Выбрать главу

Когда Настю будили в такую ночь и звали к больному, она с ужасом прислушивалась к волчьему вою. Всюду надрывались собаки, а ей чудилось, что из-за соседнего угла непременно выскочит и бросится на нее большой свирепый зверь, такой, каких привозил в прошлую зиму Василий Васильич Осокин. Трусиха она.

Сегодня ее позвали к старикам Каймашниковым. Нет, не к ним самим, у них умирал чужой человек, гуртоправ. Сам гурт расположился на ночь возле поселка, там горели костры, побренькивали ботала на шеях коров, а гуртоправ умирал от чахотки в маленькой, жарко натопленной мазанке стариков Каймашниковых. Во время переправы скота через Дон немецкие самолеты бомбили и обстреливали беженцев, потопили паром, убили двух скотников. Оставшиеся в живых несколько часов провели в осенней холодной воде, спасая и переправляя животных. У всех обошлось, а у этого открылась скоротечная чахотка. Он часто кашлял, его температурило, но он не сдавался. А вечером горлом хлынула кровь. Товарищи перенесли его в ближайшую мазанку.

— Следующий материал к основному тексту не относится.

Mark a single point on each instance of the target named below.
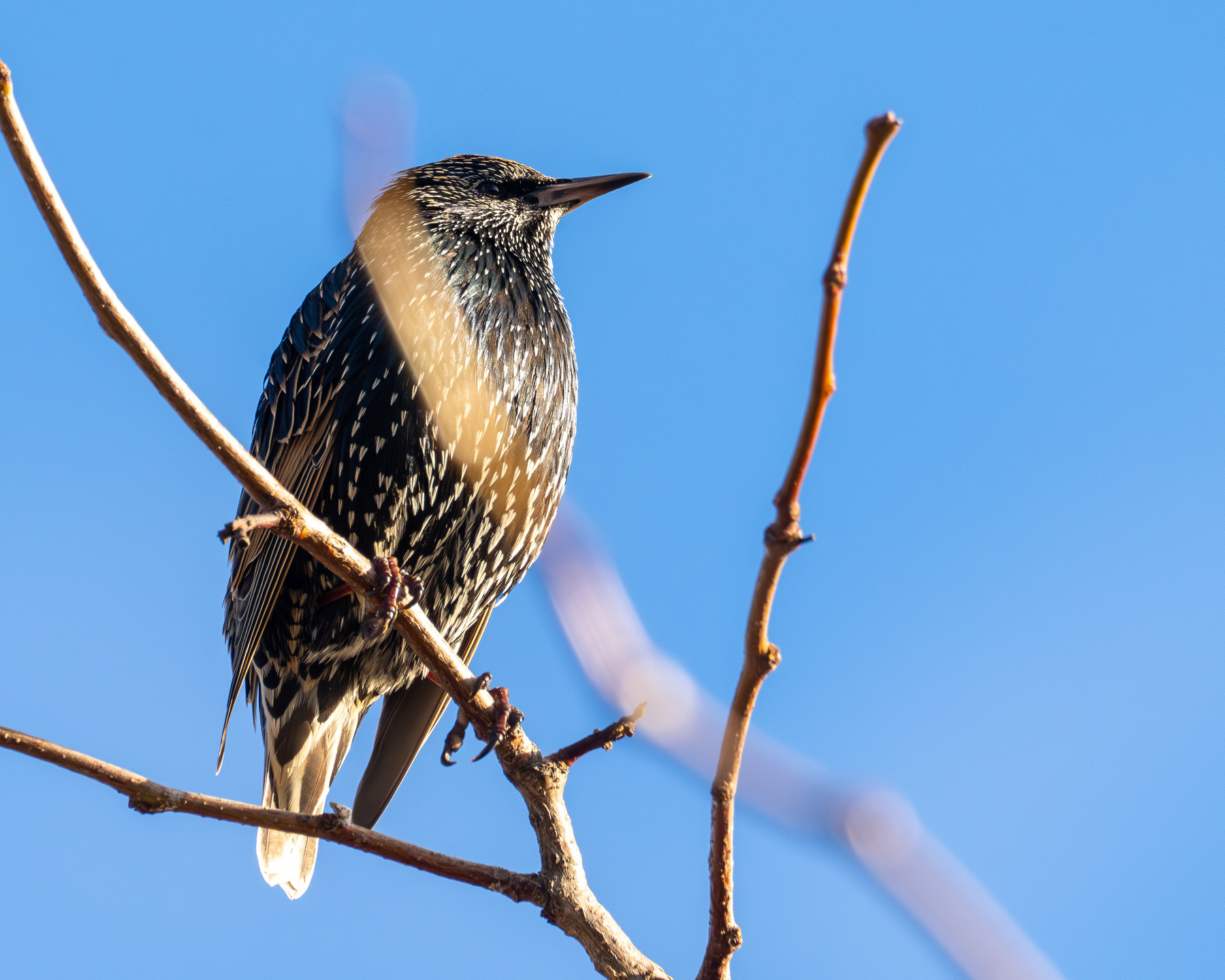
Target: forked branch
(147, 797)
(565, 898)
(782, 538)
(294, 521)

Дед Каймашников суетливо помог Насте раздеться, стряхнул с пальто и полушалка снег, слил из ковша на руки (ох эти староверы, ни кружки, ни стакана не признают, пьют, черпают из ведра только ковшом!). Дед растерян и суетлив. Бабака лишь крестилась и шептала молитвы. Угрюмые, заросшие, пропахшие дымом и пылью мужчины расступились перед Настей. Умирающий увидел над собой склонившуюся женщину в маленькой шляпке и белом халате, слабо и снисходительно улыбнулся:

— Не треба. — Перевел дыхание, в груди у него булькало и хрипело. Повторил: — Не треба вже…

Вскоре он тихо, не теряя сознания, умер. Словно уснул с приоткрытыми остывающими глазами. Бабака Каймашникова, шепча «успокоился раб божий, царствие ему небесное», придавила пятаками глаза, зажгла у изголовья свечку, байковым одеялом завесила зеркало. Никто из товарищей умершего ничего не говорил, все стоя подавленно смотрели на него. Из родной Белохатки под Харьковом они уходили с гуртом вдевятером. Теперь осталось шестеро. Сколько останется, пока дойдут до неведомой Актюбинской области? А сколько вернутся на родину?

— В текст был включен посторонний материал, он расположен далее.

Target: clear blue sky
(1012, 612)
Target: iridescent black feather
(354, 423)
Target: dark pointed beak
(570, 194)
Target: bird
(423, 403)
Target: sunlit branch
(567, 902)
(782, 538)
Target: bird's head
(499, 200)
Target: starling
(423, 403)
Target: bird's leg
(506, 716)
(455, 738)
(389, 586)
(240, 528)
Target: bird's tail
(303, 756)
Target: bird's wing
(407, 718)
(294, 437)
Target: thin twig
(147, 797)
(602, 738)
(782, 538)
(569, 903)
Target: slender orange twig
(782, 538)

С небритого лица покойного уходил болезненный румянец. Настя постояла вместе со всеми, думая о горе, постигшем этих пастухов, потом тихо, почти на цыпочках, прошла через горенку в заднюю комнату, развязывая тесемки халата. Так же суетливо старик помог ей одеться. А бабака не удержалась:

— Мы, матри, ноне опять от Мишутки письмо получили! — счастливо заулыбалась, показывая бледные беззубые десны. — Сказывает, медаль ему за храбрость выдали…

— Рада за вас. — И Настя попрощалась.

Письма. Люди получают письма. Люди счастливы. А Настя несчастна. И принесли ей мучения письма. Она их очень долго не получала, ни от Сергея (с ним, похоже, все кончено!), ни от дяди Ивана Петровича (особенно после рассказа Леси о последнем бое), но в глубине души все же тлела надежда, обещала что-то. Бывало, среди ночи перевернет в сухие пеленки маленького Ивана Сергеевича, покормит грудью, укачает и лежит потом с открытыми глазами и думает, думает: «Не бывает без горя счастья, не бывает! Вот — кончается очередная ночь. А вдруг следом за ней будет утро! Мое утро, а?!»

И то светлое утро пришло. Руками почтальонки оно подало Насте письмо от дяди. Рядом оказалась Леся, и они вместе перечитывали письмо и плакали от радости. Иван Петрович был жив-здоров, не писал долго потому, что воевал в тылу врага, а теперь вот с боевыми товарищами пробился через линию фронта, готовится к новым боям.

После первых минут счастья и радости пришло огорчение: Иван Петрович ничего не знал о жене и сыне. Где они, что с ними? Может, Насте Маша написала? Обе постарались утешить себя: надо полагать, Маша с Вовкой на оккупированной врагом территории, и с ними ничего страшного не случилось.

А еще чуть позже на Настю навалилось злосчастье, от которого она не знает, куда и деться. Точно сглазил кто. В письме Иван Петрович спрашивал о Лесе, приехала ли она в Излучный, если да, то просил передать ей большой привет и намекнуть, что некий пылкий ее ухажер жив и почти здоров, ему она может написать по этому же адресу: полевая почта такая-то…

— Кто этот «пылкий ухажер»? — смеясь, лукаво спросила Настя.

Леся жарко вспыхнула, но не стала скрывать своей светлой тайны. А лучше б умолчала. Иногда простодушное откровение страшнее изощренного коварства.